Architecture: GRID

July 20, 2024

Ivan Ischenko

StarWind Director of Product Management. Ivan is an expert in virtualization and storage architecture. With deep knowledge of software-defined storage and data protection, he provides technical leadership in solution design and product strategy. Ivan delivers high-authority insights into modernizing enterprise-scale IT infrastructure and optimizing virtualized ecosystems.

Ensures high availability and scalability, maintaining high performance and redundancy even during node failures.

Intro:

High Availability (HA) is becoming increasingly important for businesses worldwide. To achieve HA in virtualization environments, you need to build a cluster. However, the cluster doesn’t solve other challenges, such as scalability and failures to tolerate (FTT) on the storage layer.

Problem:

Traditional N+1 or N+2 cluster configurations do not provide sufficient redundancy and performance for certain workloads. They may do just fine for some data storage, but when it comes to many independent workloads, the resilience provided will not be adequate. One or two nodes going down should not mean the failure of the whole cluster with all the VMs.
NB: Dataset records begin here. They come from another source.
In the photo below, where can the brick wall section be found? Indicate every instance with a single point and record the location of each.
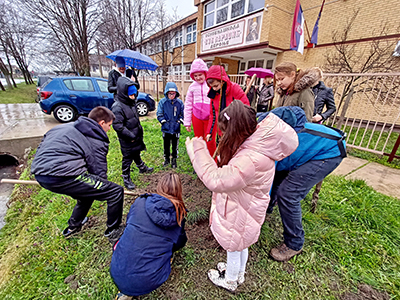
(373, 16)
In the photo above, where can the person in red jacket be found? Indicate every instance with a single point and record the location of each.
(222, 93)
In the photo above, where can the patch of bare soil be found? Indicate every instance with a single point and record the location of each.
(365, 292)
(197, 198)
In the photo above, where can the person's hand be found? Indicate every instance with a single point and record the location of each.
(317, 118)
(189, 147)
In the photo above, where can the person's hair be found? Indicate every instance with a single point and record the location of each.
(287, 68)
(170, 187)
(237, 122)
(100, 113)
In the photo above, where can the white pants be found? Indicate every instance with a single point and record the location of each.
(236, 262)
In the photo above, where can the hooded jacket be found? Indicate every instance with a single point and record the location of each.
(113, 79)
(170, 112)
(241, 188)
(141, 261)
(73, 149)
(302, 94)
(231, 91)
(323, 97)
(197, 101)
(127, 123)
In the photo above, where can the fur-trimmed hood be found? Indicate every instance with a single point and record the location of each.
(307, 80)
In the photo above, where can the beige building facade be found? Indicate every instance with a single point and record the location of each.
(256, 33)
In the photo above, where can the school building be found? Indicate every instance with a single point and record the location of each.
(256, 33)
(240, 34)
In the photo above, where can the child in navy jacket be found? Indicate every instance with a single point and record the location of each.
(141, 261)
(170, 115)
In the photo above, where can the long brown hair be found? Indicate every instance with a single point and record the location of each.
(170, 187)
(237, 122)
(287, 68)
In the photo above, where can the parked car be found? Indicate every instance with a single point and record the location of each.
(68, 97)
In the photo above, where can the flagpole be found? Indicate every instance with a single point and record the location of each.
(308, 33)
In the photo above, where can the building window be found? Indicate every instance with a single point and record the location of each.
(178, 38)
(237, 8)
(255, 4)
(191, 33)
(270, 64)
(220, 11)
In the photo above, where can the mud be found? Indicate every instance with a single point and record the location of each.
(365, 292)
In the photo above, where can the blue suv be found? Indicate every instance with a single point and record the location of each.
(68, 97)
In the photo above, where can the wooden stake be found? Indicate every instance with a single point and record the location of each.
(34, 182)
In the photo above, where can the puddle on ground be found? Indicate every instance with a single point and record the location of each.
(9, 172)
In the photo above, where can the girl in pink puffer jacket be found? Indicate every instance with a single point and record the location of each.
(240, 182)
(197, 104)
It is difficult to build a system that would gradually scale and maintain “data locality”. Without it, the cluster will suffer a decrease in performance, because dividing compute and storage resources of a single process will send much of the data through fabrics. As for the former, without flexible scaling, the cluster loses one of its main benefits, thus requiring higher expenses to grow resources.

Solution:

The so-called “grid architecture” allows the cluster to maintain a high rate of fault tolerance without losing the principle of “data locality”, and not collapsing if multiple nodes go down. As the name implies, this cluster topology resembles a grid, where a number of take nodes resemble a cluster of their own. These “clusters” have a much higher rate of system resiliency than typical N+1 or N+2 systems, where each component has one or two backup partners, allowing them to withstand only roughly 1/3 nodes failure. In case with virtualization, it is much better to have the part of the cluster working, than have it all go down.

Conclusion:

“Grid architecture” is the way to build a highly redundant and high-performing cluster. It connects the nodes together into a resilient grid, which supports the principle of data locality to a certain extent. Instead of crashing the entire cluster when a number of nodes go down, “grid architecture” preserves the work of the “healthy” nodes.